Lucky had had steel diamond-plate sheets inserted into the door panels, courtesy of Chin Ho Auto Body Repair, in exchange for not making the monthly “contribution” payment. Lefty’s cousin Hom Mo, the mechanic at Victor’s Fix-Rite garage, kept the engine purring and made sure the oil was fresh.
It was nine after nine when Lucky slid into the backseat of the Riviera.

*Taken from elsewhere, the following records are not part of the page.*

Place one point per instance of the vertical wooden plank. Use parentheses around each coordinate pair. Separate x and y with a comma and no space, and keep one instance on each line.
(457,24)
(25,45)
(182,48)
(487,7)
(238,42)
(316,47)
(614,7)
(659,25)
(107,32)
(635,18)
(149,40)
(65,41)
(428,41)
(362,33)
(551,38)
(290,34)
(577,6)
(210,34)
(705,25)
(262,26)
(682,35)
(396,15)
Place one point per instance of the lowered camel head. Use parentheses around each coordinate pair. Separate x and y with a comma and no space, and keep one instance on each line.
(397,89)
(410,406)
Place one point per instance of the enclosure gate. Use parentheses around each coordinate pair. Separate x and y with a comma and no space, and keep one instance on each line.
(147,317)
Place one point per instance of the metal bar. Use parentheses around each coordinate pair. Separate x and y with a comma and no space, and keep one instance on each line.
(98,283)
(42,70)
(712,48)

Lefty fired up the headlights and urged the car away from the curb. They took the backstreets out to Centre Street, then rolled north toward Walker. Lucky never said a word, watching the night go by behind the shadowy mass of Kongo. Lefty knew the first stop was always at Willie Eyeballs, to pick up cash and cigarettes. Willie Wong had eyeballs that bulged, a condition that made him look like a bugged-out horny lecher. An On Yee henchman, he ran a warehouse on Walker Street that stored a thousand cartons of counterfeit cigarettes. Fake Marlboros and Camels, made in China, became part of the flood of untaxed cigarettes into the city that occurred after state taxes went up. The fakes were half the price, and the real butts from out of state were even cheaper. One container load of fakes, fifty thousand cartons, arrived on the docks every month, and two truckloads of tax-frees from down south arrived every other day. The operation sucked in a hundred thousand a week.